Wat is een baileybrug?
Hunt en Lambrechtsen hadden weliswaar het ontwerp gemaakt, maar er was een grote groep genisten nodig om zo’n groot project in korte tijd te voltooien. Een van deze geniesoldaten was George ‘Bunny’ Avery. Hij was Royal Engineer in de 71e Veld Compagnie. Nadat hij op D-Day op Sword Beach in Normandië geland was, bouwde hij mee aan bruggen in Frankrijk, België, Nederland en Duitsland. Maar zijn meest imponerende project was toch de brug tussen Gennep en Oeffelt, de langste drijvende bailey-pontonbrug van de Tweede Wereldoorlog.

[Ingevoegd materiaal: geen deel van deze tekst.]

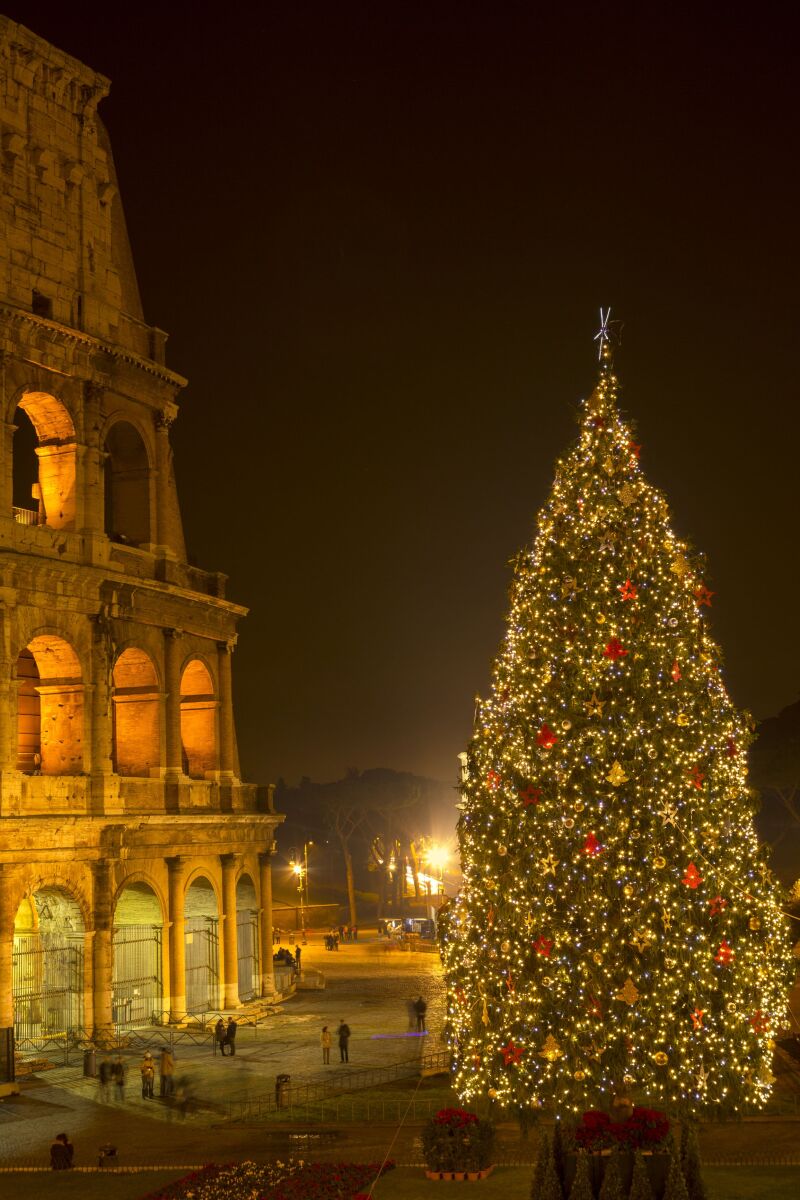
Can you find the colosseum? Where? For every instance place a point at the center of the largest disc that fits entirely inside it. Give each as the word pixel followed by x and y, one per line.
pixel 134 862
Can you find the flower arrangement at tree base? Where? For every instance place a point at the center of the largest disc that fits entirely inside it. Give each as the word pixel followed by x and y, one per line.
pixel 457 1144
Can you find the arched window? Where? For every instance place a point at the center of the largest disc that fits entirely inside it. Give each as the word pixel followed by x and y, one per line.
pixel 137 742
pixel 44 462
pixel 48 964
pixel 198 720
pixel 137 978
pixel 49 723
pixel 126 486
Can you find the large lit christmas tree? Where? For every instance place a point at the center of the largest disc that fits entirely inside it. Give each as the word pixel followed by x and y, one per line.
pixel 618 931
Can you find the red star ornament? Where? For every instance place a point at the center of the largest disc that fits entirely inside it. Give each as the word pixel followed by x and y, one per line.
pixel 530 796
pixel 546 737
pixel 591 846
pixel 723 955
pixel 511 1053
pixel 703 595
pixel 627 591
pixel 692 879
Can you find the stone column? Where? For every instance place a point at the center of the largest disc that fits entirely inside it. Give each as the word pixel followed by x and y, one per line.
pixel 7 913
pixel 176 868
pixel 265 924
pixel 229 939
pixel 163 421
pixel 173 654
pixel 224 652
pixel 102 954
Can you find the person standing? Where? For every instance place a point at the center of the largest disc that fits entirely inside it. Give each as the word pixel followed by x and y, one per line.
pixel 148 1071
pixel 167 1072
pixel 61 1152
pixel 104 1079
pixel 344 1038
pixel 118 1075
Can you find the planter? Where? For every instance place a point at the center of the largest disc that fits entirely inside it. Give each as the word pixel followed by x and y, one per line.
pixel 459 1176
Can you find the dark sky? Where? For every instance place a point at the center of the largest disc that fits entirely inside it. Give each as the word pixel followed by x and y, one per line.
pixel 378 235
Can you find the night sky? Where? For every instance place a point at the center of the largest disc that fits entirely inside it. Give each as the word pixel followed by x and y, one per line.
pixel 378 237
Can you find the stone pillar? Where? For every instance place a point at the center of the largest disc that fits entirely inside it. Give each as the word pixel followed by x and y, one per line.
pixel 224 652
pixel 229 939
pixel 7 915
pixel 173 655
pixel 102 954
pixel 176 937
pixel 265 924
pixel 163 421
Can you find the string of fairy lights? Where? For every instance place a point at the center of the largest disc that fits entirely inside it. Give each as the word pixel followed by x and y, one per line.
pixel 617 929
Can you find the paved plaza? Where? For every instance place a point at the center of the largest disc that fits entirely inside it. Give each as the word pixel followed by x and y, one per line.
pixel 370 984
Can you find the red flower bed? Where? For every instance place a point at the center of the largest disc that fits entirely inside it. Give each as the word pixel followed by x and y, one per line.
pixel 329 1181
pixel 644 1128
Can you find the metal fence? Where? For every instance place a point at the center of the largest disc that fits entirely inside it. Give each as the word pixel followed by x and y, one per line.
pixel 257 1108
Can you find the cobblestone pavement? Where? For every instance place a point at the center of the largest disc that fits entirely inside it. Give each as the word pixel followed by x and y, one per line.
pixel 367 984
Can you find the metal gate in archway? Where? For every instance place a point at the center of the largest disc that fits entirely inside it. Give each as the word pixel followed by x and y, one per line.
pixel 202 964
pixel 48 984
pixel 137 977
pixel 247 948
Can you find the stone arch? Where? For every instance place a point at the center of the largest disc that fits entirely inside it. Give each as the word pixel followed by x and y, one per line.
pixel 44 481
pixel 136 713
pixel 126 484
pixel 50 707
pixel 202 934
pixel 48 961
pixel 137 963
pixel 247 937
pixel 198 719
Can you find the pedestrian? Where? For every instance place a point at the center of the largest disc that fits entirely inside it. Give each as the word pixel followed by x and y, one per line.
pixel 118 1075
pixel 148 1071
pixel 344 1037
pixel 61 1152
pixel 104 1079
pixel 167 1072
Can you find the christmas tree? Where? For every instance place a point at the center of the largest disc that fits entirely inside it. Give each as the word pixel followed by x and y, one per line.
pixel 618 931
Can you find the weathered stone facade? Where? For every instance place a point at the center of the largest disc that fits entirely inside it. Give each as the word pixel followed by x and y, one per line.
pixel 127 839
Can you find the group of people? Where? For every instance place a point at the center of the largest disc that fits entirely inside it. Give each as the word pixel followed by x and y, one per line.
pixel 226 1035
pixel 343 1035
pixel 112 1074
pixel 341 934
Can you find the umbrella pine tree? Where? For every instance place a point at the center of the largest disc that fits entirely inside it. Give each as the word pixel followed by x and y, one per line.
pixel 618 931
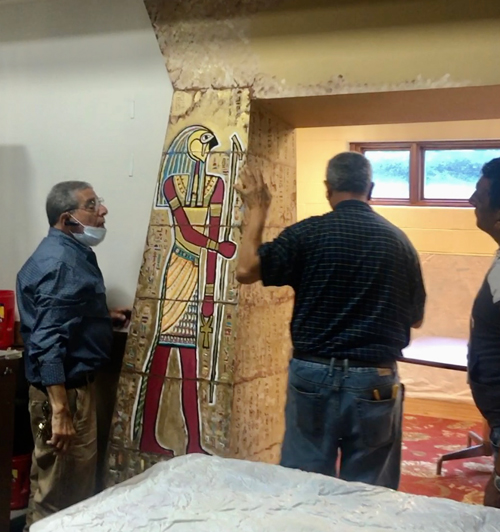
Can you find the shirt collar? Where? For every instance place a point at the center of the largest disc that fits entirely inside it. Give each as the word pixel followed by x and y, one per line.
pixel 353 204
pixel 69 240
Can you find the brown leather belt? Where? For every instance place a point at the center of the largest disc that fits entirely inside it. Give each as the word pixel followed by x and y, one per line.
pixel 342 362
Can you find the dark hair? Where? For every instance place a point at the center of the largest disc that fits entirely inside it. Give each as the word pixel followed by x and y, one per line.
pixel 349 172
pixel 491 171
pixel 62 199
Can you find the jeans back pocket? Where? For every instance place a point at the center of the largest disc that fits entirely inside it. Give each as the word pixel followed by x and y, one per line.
pixel 377 421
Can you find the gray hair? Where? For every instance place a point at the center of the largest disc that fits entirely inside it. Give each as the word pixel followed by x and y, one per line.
pixel 62 198
pixel 349 172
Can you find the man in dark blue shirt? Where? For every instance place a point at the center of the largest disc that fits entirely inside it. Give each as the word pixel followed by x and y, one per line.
pixel 67 332
pixel 358 291
pixel 484 344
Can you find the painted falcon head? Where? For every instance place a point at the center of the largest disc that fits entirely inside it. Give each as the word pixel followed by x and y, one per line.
pixel 201 142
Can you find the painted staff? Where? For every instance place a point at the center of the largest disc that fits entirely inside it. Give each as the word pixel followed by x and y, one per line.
pixel 235 158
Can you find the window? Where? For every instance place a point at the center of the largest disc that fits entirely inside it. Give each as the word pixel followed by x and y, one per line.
pixel 440 173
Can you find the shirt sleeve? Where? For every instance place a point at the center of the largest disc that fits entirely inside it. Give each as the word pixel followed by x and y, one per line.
pixel 417 288
pixel 58 306
pixel 280 262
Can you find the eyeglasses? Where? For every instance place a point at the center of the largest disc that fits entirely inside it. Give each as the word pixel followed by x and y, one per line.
pixel 93 204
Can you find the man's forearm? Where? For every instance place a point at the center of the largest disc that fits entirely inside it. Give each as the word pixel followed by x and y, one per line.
pixel 248 267
pixel 58 398
pixel 497 465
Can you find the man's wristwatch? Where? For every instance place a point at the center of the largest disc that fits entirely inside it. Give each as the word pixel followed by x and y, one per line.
pixel 496 481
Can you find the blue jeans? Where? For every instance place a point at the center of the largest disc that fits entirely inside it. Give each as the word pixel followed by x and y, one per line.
pixel 355 410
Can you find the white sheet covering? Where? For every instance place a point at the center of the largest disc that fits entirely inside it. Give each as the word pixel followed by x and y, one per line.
pixel 206 494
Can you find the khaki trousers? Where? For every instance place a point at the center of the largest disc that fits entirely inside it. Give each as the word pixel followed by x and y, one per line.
pixel 61 480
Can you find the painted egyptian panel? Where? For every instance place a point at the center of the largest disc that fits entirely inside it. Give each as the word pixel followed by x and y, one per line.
pixel 178 367
pixel 206 361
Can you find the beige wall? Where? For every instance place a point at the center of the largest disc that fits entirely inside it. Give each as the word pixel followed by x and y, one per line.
pixel 296 47
pixel 431 229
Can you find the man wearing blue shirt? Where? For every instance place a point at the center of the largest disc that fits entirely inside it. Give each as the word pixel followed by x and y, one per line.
pixel 358 291
pixel 67 332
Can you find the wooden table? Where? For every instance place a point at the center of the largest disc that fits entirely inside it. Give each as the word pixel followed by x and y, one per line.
pixel 448 353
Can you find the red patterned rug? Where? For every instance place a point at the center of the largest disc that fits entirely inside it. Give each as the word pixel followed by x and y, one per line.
pixel 425 439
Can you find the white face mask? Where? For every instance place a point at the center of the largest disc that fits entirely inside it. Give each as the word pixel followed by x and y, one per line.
pixel 91 236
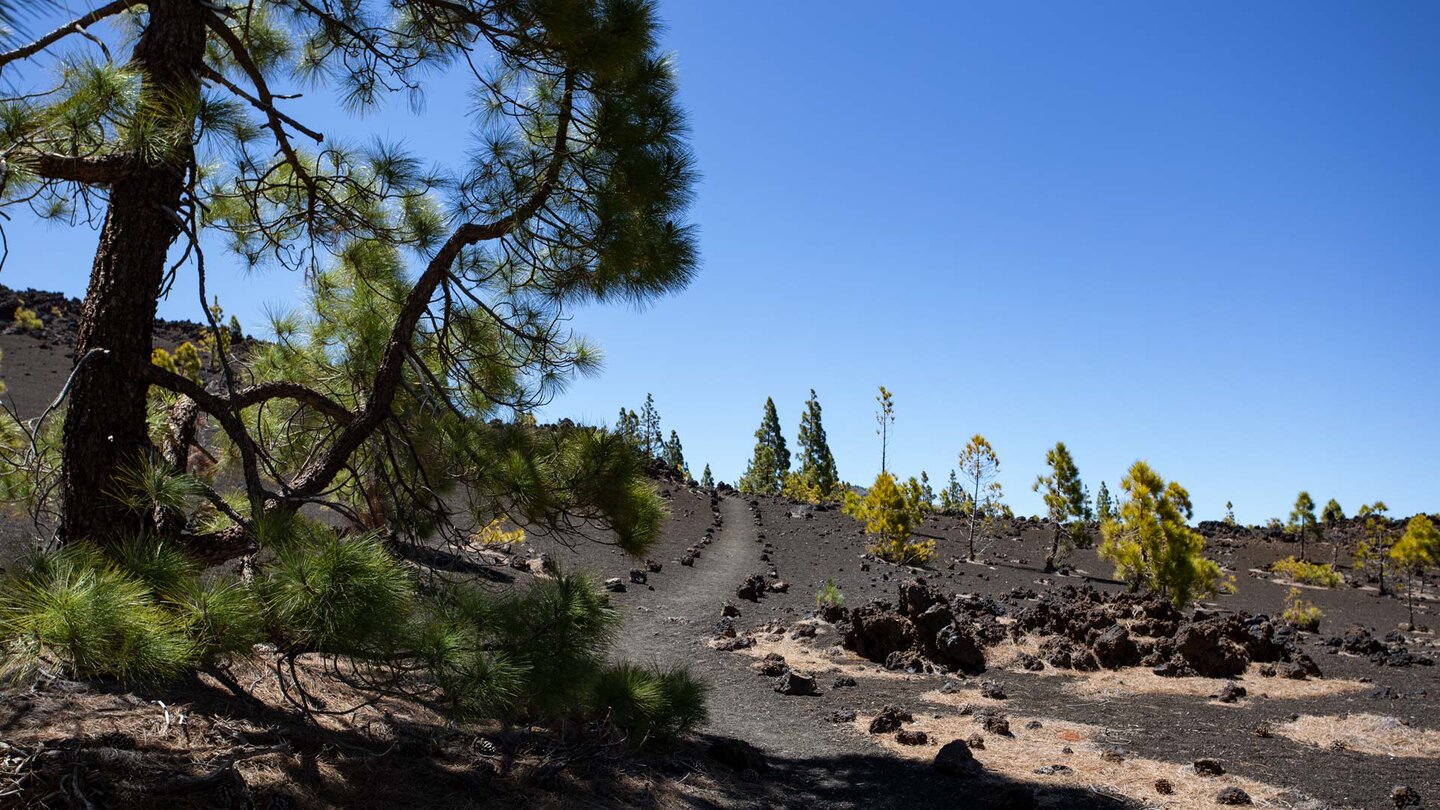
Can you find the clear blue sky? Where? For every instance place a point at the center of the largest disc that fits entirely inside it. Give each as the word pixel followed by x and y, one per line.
pixel 1206 235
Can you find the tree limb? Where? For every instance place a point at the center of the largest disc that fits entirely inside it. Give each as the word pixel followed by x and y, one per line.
pixel 78 26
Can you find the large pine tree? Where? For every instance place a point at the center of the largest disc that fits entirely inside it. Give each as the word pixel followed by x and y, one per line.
pixel 575 192
pixel 817 461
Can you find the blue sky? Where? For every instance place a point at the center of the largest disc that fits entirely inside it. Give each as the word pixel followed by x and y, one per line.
pixel 1195 234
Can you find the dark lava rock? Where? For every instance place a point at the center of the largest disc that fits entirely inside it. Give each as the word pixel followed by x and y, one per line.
pixel 997 724
pixel 752 588
pixel 772 665
pixel 876 630
pixel 958 649
pixel 955 760
pixel 797 683
pixel 1230 692
pixel 1233 796
pixel 1208 652
pixel 906 737
pixel 1208 768
pixel 1404 796
pixel 739 755
pixel 889 719
pixel 1115 649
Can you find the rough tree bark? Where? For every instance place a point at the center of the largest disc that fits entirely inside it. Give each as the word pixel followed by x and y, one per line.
pixel 105 420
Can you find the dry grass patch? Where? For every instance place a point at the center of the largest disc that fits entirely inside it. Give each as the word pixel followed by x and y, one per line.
pixel 1380 735
pixel 1017 757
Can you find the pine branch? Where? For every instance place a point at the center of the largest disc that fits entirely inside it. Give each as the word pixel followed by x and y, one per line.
pixel 388 376
pixel 78 26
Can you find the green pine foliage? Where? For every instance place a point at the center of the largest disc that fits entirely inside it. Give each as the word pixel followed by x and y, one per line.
pixel 1302 519
pixel 772 460
pixel 674 451
pixel 890 516
pixel 979 469
pixel 1066 500
pixel 1332 513
pixel 1151 542
pixel 1419 548
pixel 817 463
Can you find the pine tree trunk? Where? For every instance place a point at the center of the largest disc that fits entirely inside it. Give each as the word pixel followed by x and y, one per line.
pixel 105 420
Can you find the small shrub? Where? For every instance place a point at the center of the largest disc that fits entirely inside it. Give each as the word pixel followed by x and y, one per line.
pixel 648 704
pixel 28 319
pixel 1301 613
pixel 1305 572
pixel 830 595
pixel 339 595
pixel 77 613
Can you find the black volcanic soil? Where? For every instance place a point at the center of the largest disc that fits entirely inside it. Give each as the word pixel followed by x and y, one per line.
pixel 1123 730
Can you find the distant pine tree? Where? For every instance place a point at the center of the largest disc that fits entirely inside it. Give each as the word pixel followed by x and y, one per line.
pixel 1103 506
pixel 650 437
pixel 772 460
pixel 674 454
pixel 817 461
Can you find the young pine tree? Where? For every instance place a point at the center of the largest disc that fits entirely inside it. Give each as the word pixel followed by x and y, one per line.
pixel 817 461
pixel 979 467
pixel 772 460
pixel 1416 551
pixel 1374 549
pixel 1103 506
pixel 674 453
pixel 650 435
pixel 1302 519
pixel 1066 500
pixel 1151 542
pixel 1332 513
pixel 886 418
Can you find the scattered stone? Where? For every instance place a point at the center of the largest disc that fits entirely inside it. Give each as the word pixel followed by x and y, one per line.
pixel 1230 692
pixel 1404 796
pixel 889 719
pixel 1233 796
pixel 907 737
pixel 1208 768
pixel 992 691
pixel 797 683
pixel 955 760
pixel 997 724
pixel 772 665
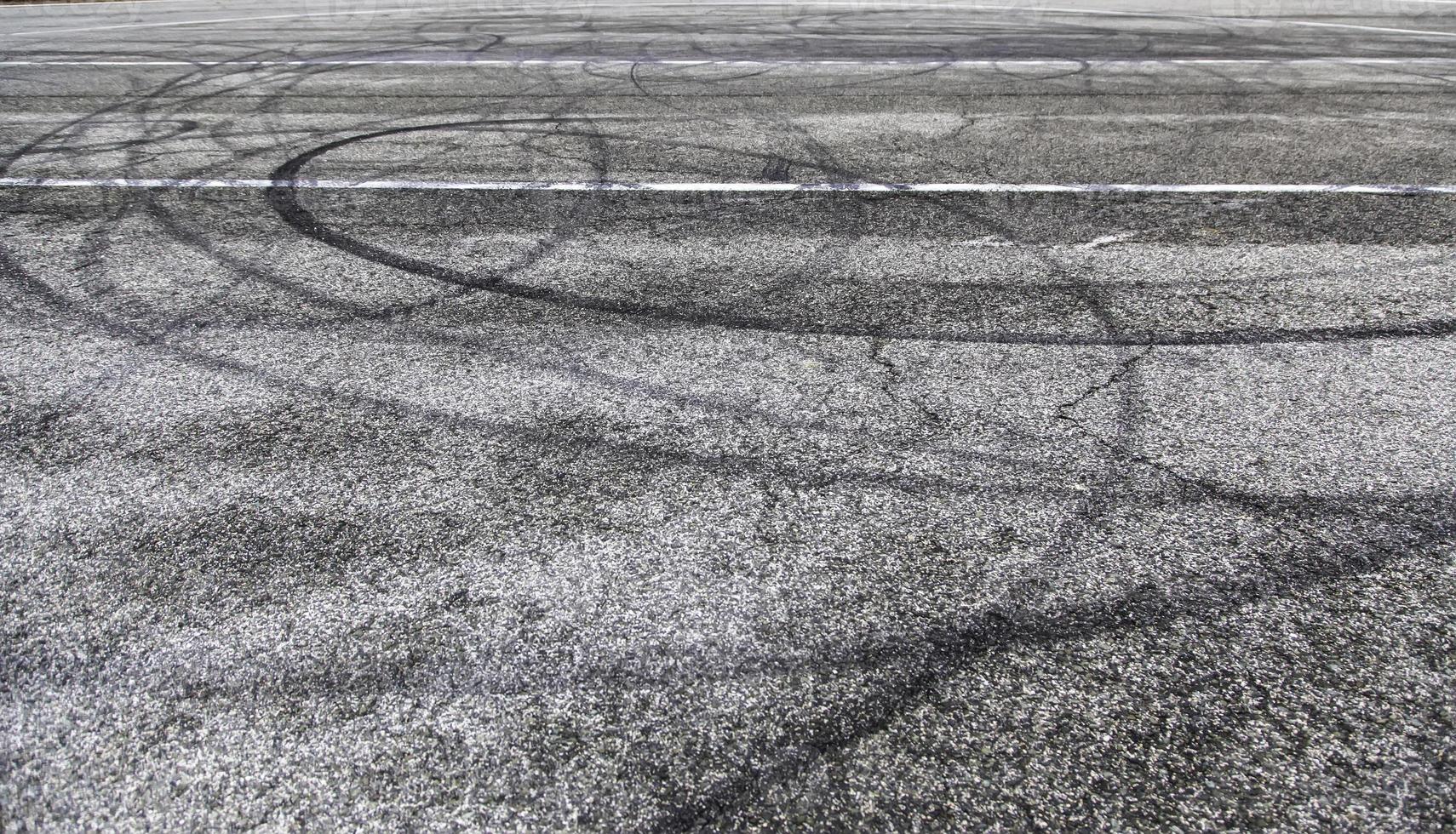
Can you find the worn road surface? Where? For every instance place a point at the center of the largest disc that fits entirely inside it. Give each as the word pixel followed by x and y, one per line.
pixel 502 437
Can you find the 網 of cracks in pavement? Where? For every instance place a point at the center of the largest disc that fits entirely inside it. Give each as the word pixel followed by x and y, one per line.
pixel 893 377
pixel 1127 366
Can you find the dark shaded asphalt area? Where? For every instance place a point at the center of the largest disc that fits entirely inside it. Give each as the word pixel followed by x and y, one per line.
pixel 660 511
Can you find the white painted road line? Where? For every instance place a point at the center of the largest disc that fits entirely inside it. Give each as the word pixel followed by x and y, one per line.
pixel 737 186
pixel 1027 9
pixel 1074 63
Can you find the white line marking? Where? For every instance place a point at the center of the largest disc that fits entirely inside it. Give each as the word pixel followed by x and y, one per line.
pixel 1031 9
pixel 221 20
pixel 957 63
pixel 737 186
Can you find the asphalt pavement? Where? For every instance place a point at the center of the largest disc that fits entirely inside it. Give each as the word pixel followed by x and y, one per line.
pixel 605 417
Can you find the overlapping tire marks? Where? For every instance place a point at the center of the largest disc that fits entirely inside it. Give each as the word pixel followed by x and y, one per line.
pixel 1413 527
pixel 287 203
pixel 1281 574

Maar wat waren eigenlijk deze baileybruggen die genisten als George Avery bouwden? De baileybrug werd in 1936 ontworpen door Donald Bailey (1901-1985), ambtenaar bij het Ministerie van Defensie. Er was weinig interesse voor, maar toen de Tweede Wereldoorlog uitbrak en een verbeterde versie van de Inglisbrug uit de Eerste Wereldoorlog geen succes was, kreeg Bailey van het Britse War Department de opdracht zich voor te bereiden op een proef. Die was een succes en de eerste baileyonderdelen werden in juli 1941 geproduceerd.
Een baileybrug bestaat uit standaardsegmenten van staal die met pinnen aan elkaar bevestigd worden. Tussen deze panelen worden dwarsliggers toegevoegd waarin met planken het wegdek gelegd kan worden. Het voordeel van de baileybrug is dat de panelen relatief licht zijn, waardoor ze met de hand gedragen en in elkaar gezet kunnen worden. Door het gewicht en de simpele en robuuste constructie is een brug snel te bouwen. Desondanks kan de brug zware voertuigen dragen.
Dit type bruggen wordt vandaag de dag dan ook nog steeds gebruikt. Met één brugsegment kan maximaal 60 meter overspannen worden. De brug tussen Oeffelt en Gennep was met haar 1222 meter een stuk langer dan 60 meter en lag daarom op drijvende pontons ter ondersteuning.
Gerardus Hegmans
Dit is het heroïsche verhaal dat meestal verteld wordt. De bouw van de brug had echter grote gevolgen voor allerlei mensen. Een van hen was Gerardus 'Grad' Hegmans uit Oeffelt. Om de brug te kunnen aanleggen, moesten verschillende obstakels verwijderd worden, zoals delen van de Maasheggen, die werden opgeblazen om de brug in een rechte lijn te kunnen leggen.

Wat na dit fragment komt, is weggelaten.